Judicious
August 22nd, 2006
My roommate and his finance are starting a company together. While I think it could be a wonderful experience to work with your partner, I also believe it takes an incredible stroke of luck to have it work out.
I assume we’ve all read at some point in our lives about the couple that lives and works together, traveling the world writing tour books or running a greenhouse and nursery together. Invariable they’re featured in a blurb in your favorite hobby magazine, generally as a thin veneer for promoting whatever the periodical is covering, elevating cycling or hiking or quilting to the level of lifestyle choice.
All this is perfectly fine by me.
But I think these people are the exceptions, or perhaps, the exceptional. I believe that these are people that already had an established love of the similar activities and have already achieved some degree of independence from each other within their relationship that allows them to work together. And, they have usually been together for a significant period of time. In short, they have an experienced, mature relationship, and somehow garnered the incredible fortune to end up together.
My roommate and his finance are two very different people – complementary, you might say. But they spend a voracious amount of time together, have extremely different work styles (she was his manager when they first met, and she hated working with him), and she doesn’t really know what she wants to do with her life.
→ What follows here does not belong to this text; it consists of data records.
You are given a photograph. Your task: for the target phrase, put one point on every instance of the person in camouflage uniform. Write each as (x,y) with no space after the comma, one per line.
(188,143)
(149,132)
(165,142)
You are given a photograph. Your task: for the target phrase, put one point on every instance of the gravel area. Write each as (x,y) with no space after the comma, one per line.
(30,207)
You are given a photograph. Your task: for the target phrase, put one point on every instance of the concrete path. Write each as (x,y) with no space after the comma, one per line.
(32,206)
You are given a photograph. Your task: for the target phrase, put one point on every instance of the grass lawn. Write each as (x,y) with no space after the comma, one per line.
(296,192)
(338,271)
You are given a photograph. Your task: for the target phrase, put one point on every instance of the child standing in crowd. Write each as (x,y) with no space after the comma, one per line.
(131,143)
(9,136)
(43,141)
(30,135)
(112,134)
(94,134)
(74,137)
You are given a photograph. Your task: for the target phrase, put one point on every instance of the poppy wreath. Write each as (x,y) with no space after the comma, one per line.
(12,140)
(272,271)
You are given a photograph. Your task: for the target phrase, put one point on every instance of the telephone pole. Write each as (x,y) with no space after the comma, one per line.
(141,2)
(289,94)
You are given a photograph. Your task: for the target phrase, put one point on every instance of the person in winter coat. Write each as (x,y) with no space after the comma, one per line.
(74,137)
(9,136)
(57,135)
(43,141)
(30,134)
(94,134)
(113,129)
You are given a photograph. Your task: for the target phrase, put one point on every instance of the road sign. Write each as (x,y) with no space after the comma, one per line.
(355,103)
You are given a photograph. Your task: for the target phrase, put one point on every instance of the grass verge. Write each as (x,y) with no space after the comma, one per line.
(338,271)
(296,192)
Again, this is all perfectly fine by me.
Taken independently, that is. Combined together, I can see the extraordinary about of time together, even more than now, instilling a cramped congestion. Their styles may conflict too much to be productive in a two-person company. And who knows, she may end up despising this new occupation. I’ve already witnessed a prolonged fight regarding the company, in which my roommate was entirely correct, but in which he presented his critiques in a very “engineering” demeanor, where some more delicate phrasings may have mitigated the disagreement. Coupling this with fact that he is very financially organized and she is not, but not necessarily in a complementary manner, this could be the thin edge of the wedge.
It’s may seem like a bit of a stretch, but I’ll swing this back around to martial arts. When you’re performing a dance (kata, in other schools) with full intent, the idea is not to slam through it as hard and fast as possible. You should be visualizing the enemies, and acting appropriately – some may come hard and fast, some slower and more methodically. Some may come all at once, some may wait and try to throw you off your rhythm. Through this exhibition, you can see the mind of the practitioner manifesting through movements, and you see that the pauses are just as important as the movements. What cacophony would music be without the silence?
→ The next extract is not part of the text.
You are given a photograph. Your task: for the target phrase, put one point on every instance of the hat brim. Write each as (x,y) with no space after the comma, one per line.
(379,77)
Relationships are like this; they have fits and spurts, sometimes full of motion and sometimes slower. Sometimes you’re together, and sometimes apart. In order to survive silence and separation, you have to be personally and individually strong. You have to be able to hold yourself up and stand when no one else is there in order to be there to hold someone else up. Moreover, this time apart is not optional, but requisite for that personal development. If you spend your whole time moving together, you’ll just tire yourself out. You’ll be neglecting yourself. Once you’ve done that, it’s difficult to sustain a relationship. Pulling this to the Taoist side, we have too much motion and not enough rest, to much together and not enough apart, too much yang and not enough yin, too much conflict and not enough change.
In Western terms, I think it might just be called an Extremely Bad Idea.